ImageInWords: Unlocking Hyper-Detailed Image Descriptions (2405.02793v2)

Published 5 May 2024 in cs.CV and cs.CL

Abstract: Despite the longstanding adage "an image is worth a thousand words," generating accurate hyper-detailed image descriptions remains unsolved. Trained on short web-scraped image text, vision-LLMs often generate incomplete descriptions with visual inconsistencies. We address this via a novel data-centric approach with ImageInWords (IIW), a carefully designed human-in-the-loop framework for curating hyper-detailed image descriptions. Human evaluations on IIW data show major gains compared to recent datasets (+66%) and GPT4V (+48%) across comprehensiveness, specificity, hallucinations, and more. We also show that fine-tuning with IIW data improves these metrics by +31% against models trained with prior work, even with only 9k samples. Lastly, we evaluate IIW models with text-to-image generation and vision-language reasoning tasks.
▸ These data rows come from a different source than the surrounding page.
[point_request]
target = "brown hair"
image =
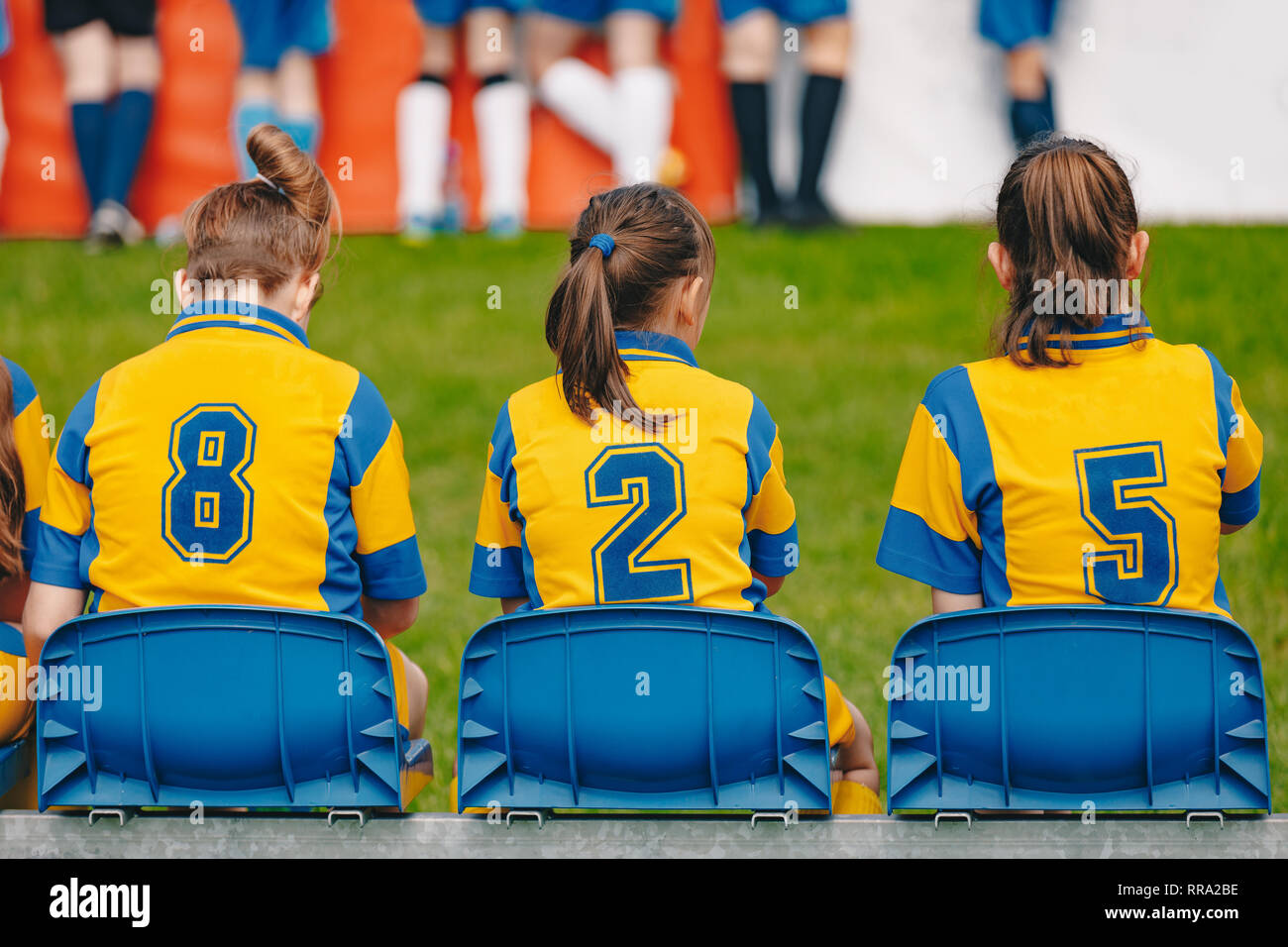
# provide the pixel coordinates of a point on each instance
(1065, 208)
(268, 231)
(660, 240)
(13, 493)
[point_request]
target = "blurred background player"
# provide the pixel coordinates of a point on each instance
(752, 39)
(5, 40)
(1087, 462)
(24, 466)
(629, 309)
(111, 67)
(1020, 27)
(278, 82)
(626, 115)
(232, 464)
(501, 120)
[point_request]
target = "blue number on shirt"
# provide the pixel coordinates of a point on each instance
(206, 504)
(651, 480)
(1137, 565)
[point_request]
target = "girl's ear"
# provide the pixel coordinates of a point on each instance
(691, 300)
(1003, 264)
(304, 292)
(1136, 250)
(180, 277)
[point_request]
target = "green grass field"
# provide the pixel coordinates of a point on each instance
(881, 312)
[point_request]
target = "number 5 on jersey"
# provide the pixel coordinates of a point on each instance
(207, 505)
(1137, 565)
(651, 479)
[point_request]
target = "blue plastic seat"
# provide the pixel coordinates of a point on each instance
(1129, 709)
(13, 766)
(224, 705)
(643, 707)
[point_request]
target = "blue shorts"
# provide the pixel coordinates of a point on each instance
(595, 11)
(270, 29)
(791, 11)
(450, 12)
(1010, 24)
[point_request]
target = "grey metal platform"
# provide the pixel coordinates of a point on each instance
(51, 835)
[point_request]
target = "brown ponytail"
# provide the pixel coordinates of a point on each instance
(1065, 210)
(268, 230)
(13, 493)
(660, 240)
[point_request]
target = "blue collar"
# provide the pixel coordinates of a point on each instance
(1112, 333)
(231, 313)
(653, 347)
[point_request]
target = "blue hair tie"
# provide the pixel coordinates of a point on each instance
(603, 243)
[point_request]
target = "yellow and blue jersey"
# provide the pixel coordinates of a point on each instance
(578, 514)
(231, 464)
(1107, 480)
(33, 446)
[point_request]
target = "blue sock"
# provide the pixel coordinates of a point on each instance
(89, 125)
(303, 132)
(128, 132)
(249, 115)
(1031, 119)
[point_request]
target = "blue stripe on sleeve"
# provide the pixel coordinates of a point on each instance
(30, 534)
(774, 553)
(71, 454)
(393, 573)
(1223, 386)
(497, 573)
(24, 388)
(1240, 508)
(761, 432)
(502, 445)
(912, 549)
(952, 397)
(368, 429)
(56, 558)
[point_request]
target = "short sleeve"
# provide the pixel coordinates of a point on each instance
(496, 570)
(386, 552)
(33, 446)
(930, 535)
(65, 512)
(1241, 445)
(771, 512)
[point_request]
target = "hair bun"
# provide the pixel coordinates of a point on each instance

Our generated descriptions result in the highest fidelity images, and boost compositional reasoning by up to 6% on ARO, SVO-Probes, and Winoground datasets. We release the IIW Eval benchmark with human judgement labels, object and image-level annotations from our framework, and existing image caption datasets enriched via IIW-model.

References (3)

Citations (12)

View on Semantic Scholar

Summary

The paper presents VisualVerses, a human-in-the-loop framework that enhances image descriptions through iterative refinement to achieve greater detail and accuracy.
It overcomes the limitations of web-scraped alt-text by producing object-level and image-level annotations with an average of 19.1 verbs, 52.5 nouns, and 28 adjectives.
The framework boosts vision-language model performance in text-to-image tasks and fine-tuning, with evaluations showing a +66% preference over existing datasets.

Enhancing Image Descriptions with VisualVerses: A Detailed Look

Enhanced Image Descriptions with VisualVerses

In the field of AI-powered image understanding, the introduction of VisualVerses (IIW), a human-in-the-loop annotation framework, marks a significant advancement in generating highly detailed, accurate image descriptions. This new dataset and methodology aim to provide richer annotations that are free of inaccuracies and fabrications, commonly known as hallucinations.

The Problem with Existing Image Descriptions

Current image datasets suffer from several limitations, primarily due to their reliance on web-scraped alt-text, which is often vague, low in detail, or irrelevant to the image's content. This leads to training models that generate descriptions plagued with inaccuracies and hallucinations. Furthermore, pre-existing models and datasets, such as DCI and DOCCI, while more detailed compared to datasets without human input, still lack the necessary precision and comprehensiveness to guide accurate image descriptions and subsequent applications in vision-LLMs.

The VisualVerses Framework

The VisualVerses annotation methodology begins with an object detection phase where objects within an image are identified. These objects are then used to seed initial object-level descriptions generated by a vision-LLM. Human annotators refine these machine-generated descriptions, enhancing detail and accuracy.

Object-Level Detailing: Initial descriptions are created for individual objects, with human annotators refining and verifying these details.
Image-Level Description: After objects are detailed, a comprehensive image-level description is generated, which is iteratively refined through human input. This ensures a contextually rich final description, capturing not only objects but their interactions and the overall scene.

This iterative, detailed methodology results in descriptions that are significantly more detailed and accurate compared to existing datasets. For instance, in IIW, descriptions consist of an average of 19.1 verbs, 52.5 nouns, and 28 adjectives, indicating a richer linguistic variety and depth.

Evaluation and Results

VisualVerses descriptions outperform existing datasets and models across several dimensions:

Readability and Coherence: IIW descriptions are evaluated as more readable and coherent.
Comprehensive Comparisons: Side-by-side evaluations with datasets like DCI and DOCCI show that IIW descriptions are preferred by +66\% on average, indicating higher quality and detail.
Accuracy in Text-to-Image Generation: In tasks where descriptions are used to generate images, IIW leads to more accurate visual reconstructions, showcasing the practical utility of the dataset.
Model Fine-Tuning: When used to fine-tune other vision-LLMs, IIW data leads to improvements in generating detailed descriptions and enhances compositional reasoning in AI models.

Practical Applications and Future Work

The IIW dataset not only improves the quality of automated image descriptions but also has broader implications for AI applications, such as aiding visually impaired individuals, enhancing text-to-image generation, and improving AI interpretability in visual contexts.

Looking forward, the project aims to expand its dataset to include more diverse and multilingual descriptions, enhancing its applicability and inclusivity across different regions and cultures.

Conclusion

VisualVerses represents a significant step forward in the annotation of visual data for AI applications. By meticulously combining human expertise with machine-generated seeds, it ensures descriptions are not only detailed and comprehensive but also accurate and useful for numerous practical applications. As the dataset grows and evolves, it promises to play a pivotal role in enhancing machine understanding of complex visual scenes.